Mas o projeto dá medo, sim. Os alunos ganham a prerrogativa de denunciar um professor que supostamente tenta fazer doutrinação política, e isso pode criar um clima de retração e caça às bruxas. Uma coisa assim pode, efetivamente, ser usada para propósitos escusos. No meio desta polêmica, chamou-me a atenção uma entrevista do ex-senador e ex-ministro da educação Cristovam Buarque, intitulada Soviéticos e Nazistas Tentaram Escola Sem Partido e Falharam.

O título parece mais uma patacoada estilo Falácia Ad Hitlerum para demonizar certo movimento. De Cristovam Buarque não esperava mesmo outra coisa, sempre o tive como um comentarista de esquerda pouco imaginoso e especialista em platitudes. Por isso me surpreendi quando o vi reconhecer:
"Primeiro, é preciso reconhecer: muitos professores exageraram nos últimos anos, em vez de debater, querendo doutrinar. Houve certo exagero na maneira como alguns professores se sentiram donos da verdade de um partido"

Sim, finalmente um comentarista de esquerda admitiu. Anos atrás, eu já me horrorizava ao ler trechos de livros didáticos de História repletos de chavões em meio a erros gramaticais e linguagem chula. Comparando-os com os livros-texto de meus tempos de estudante, dava para ter uma boa ideia do quanto o nível do ensino caiu no país. Mas afinal, essa doutrinação que persistiu em nossas escolas por anos a fio surtiu algum efeito do ponto de vista dos doutrinadores?

Em um debate com um blogueiro esquerdista que também é professor de ensino médio, ele me respondeu categórico: "Tudo o que um professor espera hoje dos alunos é que não ponham abaixo a sala de aula". É, parece que eliminar a disciplina das escolas não foi uma boa ideia. Sem disciplina não se faz nada. Nem revolução. Outro comentarista que também foi professor de ensino médio disse: "Quando os alunos não estão a fim de assimilar uma coisa, pode repetir cem vezes que entra por um ouvido e sai pelo outro". Questionado pelo entrevistador, Cristovam responde com impressionante sinceridade:

"O pessoal fala em escola sem partido, mas o problema, no Brasil, é escola e ponto. Esse país nem tem escola [de qualidade], quer dizer, só tem para uma minoria. Estão querendo tirar o partido da escola antes de fazer a escola"

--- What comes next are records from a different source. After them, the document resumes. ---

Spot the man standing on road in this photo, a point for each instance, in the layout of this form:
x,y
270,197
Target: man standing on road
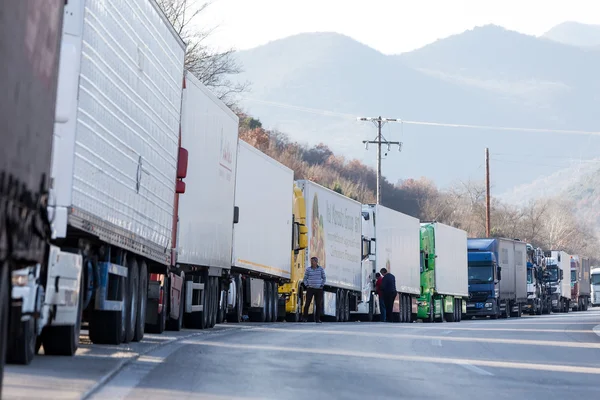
x,y
388,287
380,295
314,281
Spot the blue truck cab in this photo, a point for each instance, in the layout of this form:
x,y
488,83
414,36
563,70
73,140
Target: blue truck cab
x,y
484,277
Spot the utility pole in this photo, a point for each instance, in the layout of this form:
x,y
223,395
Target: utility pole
x,y
487,192
379,140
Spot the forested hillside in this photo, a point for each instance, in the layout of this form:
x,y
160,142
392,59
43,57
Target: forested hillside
x,y
549,223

Sim, ele disse o óbvio. Como cultor de platitudes, a especialidade de Cristovam é mesmo dizer o óbvio, embora nem sempre com neutralidade. Eu já havia chegado à mesma conclusão: a doutrinação em sala de aula, seja do viés que for, é ineficaz para produzir uma geração de militantes, mas é eficaz para mediocrizar o ensino. Isso porque o raciocínio é substituído pela repetição de chavões. Não vendo nexo lógico entre a realidade perceptível e aquilo que o professor afirma, o aluno desacostuma-se a pensar. Um professor que diz coisas engraçadas, que debocha dos personagens históricos, dos ricos, dos famosos e de todos aqueles que despertam a inveja das pessoas comuns, sempre é popular entre as ditas pessoas comuns. Quando nada, será o professor de uma matéria fácil de passar, cujas aulas são divertidas.

E não é só isso: além de mediocrizar o ensino, um professor assim também detona a autoestima dos alunos. Todos são convencidos de que pertencem a um povo ordinário e patético, sem valor, cujos heróis são vilões e que não fazem nada que preste. O que um jovem que recebe esta mensagem vai pensar? Que ele tem mais é que mandar o país às favas, pois mesmo se ele fizer alguma coisa grandiosa, os professores de História do futuro vão dizer que ele foi um mané, igual fazem os professores do presente com os personagens históricos do passado. Não me parece a melhor maneira de formar militantes entusiasmados.

Os nazistas e comunistas, como se sabe, nunca criaram uma Escola Sem Partido. Eram regimes de partido único, e por conseguinte não tiveram nenhuma propensão em disfarçar que o Partido permeava a escola, tal como permeava toda a vida cultural e até social dos cidadãos. Se por aqui o projeto Escola Sem Partido vai materializar uma Escola de Partido Único (do governo), isso veremos. Cristovam concluiu:

"Nós precisamos é de um partido para a escola, porque não temos nenhum. Um partido que ponha a escola como eixo central do progresso"

É raro eu concordar com Cristovam, mas desta vez eu concordo.